The Excuses
- texting all your pals in your group to see who will be going in or not. All it would take is for one of them to say no and that was it , decision made no college today!
- one drop of rain is all it takes to fall in love with your bed.
- you look at your phone and it’s already 8:56am , there’s no point in going now as you already know you won’t get a space and your freshly straightened hair is not worth getting frizzy in the walk from Lismore and even if you did make the trek in, you are faced with Mount Kilimanjaro (the stairs) in the T&L building, which legs simply cannot take due to all the dancing the night before.
- when your lecturer only ever reads off the slides in class and you convince yourself it’s the same to stay at home and read it off Moodle , but yet this little home reading never really ends up happening.
The Famous Luke Wadding Library
Of course, as soon as you go to swipe your card, up comes the red lights on the scanner, which perfectly matches your face colour. As you turn to see the que behind you, lone behold there stands the most handsome boy in all of W.I.T and he’s glaring back at you in disgust. You can’t help but shove your card back into your wallet as fast as possible and let everyone skip ahead of you before the coast is clear for you to then go to porter for some assistance.
Now, in you pop after that whole ordeal and head towards the group study area (where you’re allowed to talk nonstop). After finding a good study spot, unpack the bags, it is now time for a quick coffee break as a reward for making it this far. After getting your coffee, you meet everyone know you along the way back to your seat, where you arrive back 40 minutes later. Now it’s time to attempt connecting to the Wi-Fi.
After several failed attempts, you resort to using your precious hotspot which you were saving for later to watch ‘Peaky Blinders’ but look at the end of the day you came here to be productive. It is now time to do at least a half hour work before the next coffee break.
After a long stressful 356 words including references it is now time to vacate the premises and you are fully entitled to go home and watch that episode, proud as punch, as you can happily say you went to the library for the day.
Food situations
The magic of WITMAS
It’s the night before WITMAS and all through Templars Hall there was a feast for all. The fridges looked like an off licence, stocked to the top and our jeans are fit to pop. Everyone had friends coming from far and near to take part in the WITMAS cheer. From Masons to Craftsman and back to Templars to finish off the night. When we wake up in the morning, we know we were in for an awful fright.
Nights Out
If you are lonely and ever in need of finding friends, go nowhere else only the taxi rank where any random character will offer you a seat in their taxi and tell you their whole life story on the way home. In this moment you have officially found a friend for life that you will be going on 5 foreign holidays with and you are going to their cousins wedding next month #Besties. The sad part of this story is that you never even got their name.

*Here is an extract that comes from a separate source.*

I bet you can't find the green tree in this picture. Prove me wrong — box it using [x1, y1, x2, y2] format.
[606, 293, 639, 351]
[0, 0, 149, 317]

The Kings and Queens of Templars Hall.
The following morning, there’s always that one house that we can all go to, to reminisce about the night before. You can be sure to beat world records with the number of people you can fit into one bed, trust me it’s a lot more than you think! I once witnessed 15 people in a single room. And don’t even mention the state of the houses the following day. Between road signs, naggins, and mattresses in gardens, you wouldn’t know what you’d come across in Templar’s Hall. But that is the absolute beauty of the place.
So now we’ve been through some of the top moments of being a student in WIT, I’m sure the list could go on for days! It is time to start all over again and head into semester two, where you promised yourself, you’d do better this term…
You go to Mr. Price, buy all the fancy notepads and colourful biros and folders you can buy, especially since it is grant day you can obviously afford all this. The sad realisation that you will face come April is that you spend most your time using these apparatuses writing down your schedule of studying and what you will do rather than the study itself. Those late nights of last-minute cramming will be cursed, and you swear come September again you shall become a new person. New Year, New Me!